LA POESIA DI PATRICIA GUÉNOT – XII/2007

Amours mortes - Vénus des abribus - Rêve de cristal - Habile financier

Amours mortes

Sur le chemin des amours mortes,

Je construis mon muet caveau.

Rebelle aux feux du jour nouveau,

J'attends que le chagrin m'emporte.

Abritée derrière ma porte,

J'éteins l'espoir dans mon cerveau.

Sur le chemin des amours mortes,

Je construis mon muet caveau.

Au seuil du néant, je m'exhorte

À jeter dans le caniveau

Mes souvenirs dont l'écheveau

Compose une perfide escorte

Sur le chemin des amours mortes.

Vénus des abribus

Vénus des abribus au vieux blue-jean cradingue,

Tu balades ton clebs en tordant tes talons,

Sous les yeux enflammés de jeunes apollons

Qui rêvent d'arracher tes impayables fringues.

Princesse du goudron, tu planques ton burlingue

Dans l'étroite prison d'un futal en nylon

Pour capter le regard de fringants étalons

Dont le torse musclé te donne une envie dingue.

Reine de la banlieue aux tifs poisseux de gel,

Tu défends ta tribu à grands coups de scalpel,

Grisée par ta fureur de zonarde amazone.

Déesse des cités, tu hantes les parkings

Avec de fiers voyous aux pognes polissonnes,

Adroits à titiller tes excitants piercings.

Rêve de cristal

Dans les volutes bleues d'un rêve de cristal,

Qui forme un océan au cotonneux rivage,

Je m'évade à l'abri du délicat visage

De ma vive sylphide au regard infernal.

Dans ma nuit solitaire, un arc-en-ciel mental

Déverse ses couleurs aux enivrants présages,

Assemblées en bouquet de soyeuses images

Qui dardent sur mon cœur leur parfum estival.
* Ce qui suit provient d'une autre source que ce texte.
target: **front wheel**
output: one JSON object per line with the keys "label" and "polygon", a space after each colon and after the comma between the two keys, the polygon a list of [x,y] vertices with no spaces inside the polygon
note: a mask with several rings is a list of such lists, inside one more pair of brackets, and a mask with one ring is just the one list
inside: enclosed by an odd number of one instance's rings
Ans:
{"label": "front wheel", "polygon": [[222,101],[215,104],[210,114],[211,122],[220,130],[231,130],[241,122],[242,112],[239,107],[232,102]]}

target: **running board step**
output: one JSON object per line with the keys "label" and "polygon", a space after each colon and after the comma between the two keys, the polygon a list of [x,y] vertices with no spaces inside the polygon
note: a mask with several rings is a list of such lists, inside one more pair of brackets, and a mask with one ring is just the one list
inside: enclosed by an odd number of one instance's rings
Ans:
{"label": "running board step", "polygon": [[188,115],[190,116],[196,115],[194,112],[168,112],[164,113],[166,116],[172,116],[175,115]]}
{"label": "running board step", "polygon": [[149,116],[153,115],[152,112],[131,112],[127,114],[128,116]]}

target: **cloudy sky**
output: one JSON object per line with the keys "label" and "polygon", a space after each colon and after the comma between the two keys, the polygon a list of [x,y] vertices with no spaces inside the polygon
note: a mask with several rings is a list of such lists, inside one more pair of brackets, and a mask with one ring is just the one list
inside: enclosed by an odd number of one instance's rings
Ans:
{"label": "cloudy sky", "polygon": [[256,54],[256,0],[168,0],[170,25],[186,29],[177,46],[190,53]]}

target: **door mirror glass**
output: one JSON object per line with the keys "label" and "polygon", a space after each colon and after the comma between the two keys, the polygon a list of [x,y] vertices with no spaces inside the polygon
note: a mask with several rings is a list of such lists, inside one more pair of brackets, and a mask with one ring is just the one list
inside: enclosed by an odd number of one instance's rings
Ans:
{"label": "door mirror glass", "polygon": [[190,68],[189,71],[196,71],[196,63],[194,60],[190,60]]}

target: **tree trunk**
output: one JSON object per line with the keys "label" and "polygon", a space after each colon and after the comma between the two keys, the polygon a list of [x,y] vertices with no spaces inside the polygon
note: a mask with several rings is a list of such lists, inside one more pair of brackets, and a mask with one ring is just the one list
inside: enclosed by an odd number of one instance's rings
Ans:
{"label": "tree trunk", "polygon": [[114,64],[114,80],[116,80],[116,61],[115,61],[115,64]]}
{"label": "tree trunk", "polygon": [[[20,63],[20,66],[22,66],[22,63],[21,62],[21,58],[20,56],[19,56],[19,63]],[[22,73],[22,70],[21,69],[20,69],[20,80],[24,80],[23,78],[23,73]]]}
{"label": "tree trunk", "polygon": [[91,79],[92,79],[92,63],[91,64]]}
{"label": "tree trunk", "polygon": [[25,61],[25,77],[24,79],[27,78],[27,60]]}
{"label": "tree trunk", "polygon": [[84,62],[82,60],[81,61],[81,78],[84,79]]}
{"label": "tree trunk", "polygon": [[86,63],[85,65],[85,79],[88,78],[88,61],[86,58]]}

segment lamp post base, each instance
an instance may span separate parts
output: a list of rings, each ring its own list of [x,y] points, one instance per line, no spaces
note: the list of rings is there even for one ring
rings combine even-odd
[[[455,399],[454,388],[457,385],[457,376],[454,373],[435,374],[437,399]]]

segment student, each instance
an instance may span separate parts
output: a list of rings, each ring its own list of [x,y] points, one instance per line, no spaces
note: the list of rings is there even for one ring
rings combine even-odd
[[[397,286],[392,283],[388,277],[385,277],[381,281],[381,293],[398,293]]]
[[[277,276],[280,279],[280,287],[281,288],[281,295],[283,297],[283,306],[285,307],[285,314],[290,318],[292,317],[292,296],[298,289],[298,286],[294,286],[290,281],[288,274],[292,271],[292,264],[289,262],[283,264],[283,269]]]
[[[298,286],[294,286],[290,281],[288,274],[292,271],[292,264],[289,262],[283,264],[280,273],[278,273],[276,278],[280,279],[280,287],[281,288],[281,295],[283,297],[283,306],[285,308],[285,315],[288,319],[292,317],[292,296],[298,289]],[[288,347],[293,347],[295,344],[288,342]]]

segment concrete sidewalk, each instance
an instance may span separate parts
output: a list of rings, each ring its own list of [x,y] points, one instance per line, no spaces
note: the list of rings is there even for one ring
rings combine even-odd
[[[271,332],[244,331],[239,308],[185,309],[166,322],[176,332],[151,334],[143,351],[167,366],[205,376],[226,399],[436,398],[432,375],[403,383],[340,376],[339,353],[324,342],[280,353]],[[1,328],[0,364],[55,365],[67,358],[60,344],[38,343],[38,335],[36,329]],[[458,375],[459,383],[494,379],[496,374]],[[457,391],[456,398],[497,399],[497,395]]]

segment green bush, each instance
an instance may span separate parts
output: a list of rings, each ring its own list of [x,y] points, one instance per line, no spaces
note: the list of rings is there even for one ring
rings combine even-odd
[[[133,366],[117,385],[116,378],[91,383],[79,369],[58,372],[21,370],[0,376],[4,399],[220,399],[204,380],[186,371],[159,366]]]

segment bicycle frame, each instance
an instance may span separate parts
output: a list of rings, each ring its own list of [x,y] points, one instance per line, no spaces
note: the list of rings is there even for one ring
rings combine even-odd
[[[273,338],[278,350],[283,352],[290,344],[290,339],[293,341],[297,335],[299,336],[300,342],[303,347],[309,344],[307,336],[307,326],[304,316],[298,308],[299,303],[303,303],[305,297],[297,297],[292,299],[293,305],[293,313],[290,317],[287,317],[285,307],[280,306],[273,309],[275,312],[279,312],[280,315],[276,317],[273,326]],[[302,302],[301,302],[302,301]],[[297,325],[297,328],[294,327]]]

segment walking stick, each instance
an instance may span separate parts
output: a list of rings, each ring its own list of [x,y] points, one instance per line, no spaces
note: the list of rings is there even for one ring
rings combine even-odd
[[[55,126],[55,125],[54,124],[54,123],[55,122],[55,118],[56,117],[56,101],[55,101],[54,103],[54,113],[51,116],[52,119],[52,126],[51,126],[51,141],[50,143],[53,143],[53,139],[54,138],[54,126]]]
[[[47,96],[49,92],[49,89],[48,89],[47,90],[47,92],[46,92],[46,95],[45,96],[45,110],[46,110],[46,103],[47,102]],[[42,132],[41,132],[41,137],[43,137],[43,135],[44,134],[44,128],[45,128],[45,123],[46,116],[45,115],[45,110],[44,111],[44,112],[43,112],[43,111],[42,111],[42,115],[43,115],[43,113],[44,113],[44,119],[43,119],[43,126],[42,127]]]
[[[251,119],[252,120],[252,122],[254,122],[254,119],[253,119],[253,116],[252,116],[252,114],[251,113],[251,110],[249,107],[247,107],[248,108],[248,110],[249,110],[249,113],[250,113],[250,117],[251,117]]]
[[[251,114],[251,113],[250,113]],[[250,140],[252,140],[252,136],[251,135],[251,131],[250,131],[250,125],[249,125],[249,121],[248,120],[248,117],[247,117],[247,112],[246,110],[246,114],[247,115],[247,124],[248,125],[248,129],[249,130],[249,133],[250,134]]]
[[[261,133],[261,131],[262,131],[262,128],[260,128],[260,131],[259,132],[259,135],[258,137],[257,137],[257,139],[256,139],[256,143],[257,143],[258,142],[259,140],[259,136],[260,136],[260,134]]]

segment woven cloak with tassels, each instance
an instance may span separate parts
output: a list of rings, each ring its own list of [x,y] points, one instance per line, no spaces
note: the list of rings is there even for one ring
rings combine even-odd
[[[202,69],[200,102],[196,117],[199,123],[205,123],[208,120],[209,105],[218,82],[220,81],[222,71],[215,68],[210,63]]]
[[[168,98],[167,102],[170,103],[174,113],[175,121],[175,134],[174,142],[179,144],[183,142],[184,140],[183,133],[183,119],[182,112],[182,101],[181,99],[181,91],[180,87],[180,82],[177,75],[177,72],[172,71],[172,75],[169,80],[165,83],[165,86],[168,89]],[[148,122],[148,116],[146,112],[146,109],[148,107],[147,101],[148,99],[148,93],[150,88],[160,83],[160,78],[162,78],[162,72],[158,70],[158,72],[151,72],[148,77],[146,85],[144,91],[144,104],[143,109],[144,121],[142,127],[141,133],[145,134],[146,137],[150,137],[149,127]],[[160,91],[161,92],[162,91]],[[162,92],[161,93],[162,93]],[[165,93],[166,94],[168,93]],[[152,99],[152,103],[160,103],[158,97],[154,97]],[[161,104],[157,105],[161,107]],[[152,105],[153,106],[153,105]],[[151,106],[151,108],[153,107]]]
Un tourbillon de joie dans mon sang se propage

En vagues de chaleur, qui lavent les outrages

Que m'inflige ma belle au rire de métal.

Dans mon âme s'infiltre un ouragan sauvage

Dont le poignard glacé creuse un profond canal

Où se noie aussitôt mon chagrin viscéral.

Habile financier

Dans la banque cossue, l'habile financier

Reçoit aimablement les bourgeois de la ville,

Qui, prenant ses conseils pour des mots d'évangile,

Lui confient leur argent sans même sourciller.

Il accorde un crédit au riche bijoutier

Dont les diamants égaient sa maîtresse futile,

Tandis qu'il éconduit d'un hochement hostile

Le chômeur endetté, interdit de chéquier.

Il oppose à l'espoir des pauvres qui défilent

Dans son bureau glacé un silence d'argile

Barbelé des secrets de ses sombres dossiers.

Il regagne le soir son douillet domicile

Où le whisky royal lui permet de noyer

Le remords menaçant son âme d'usurier.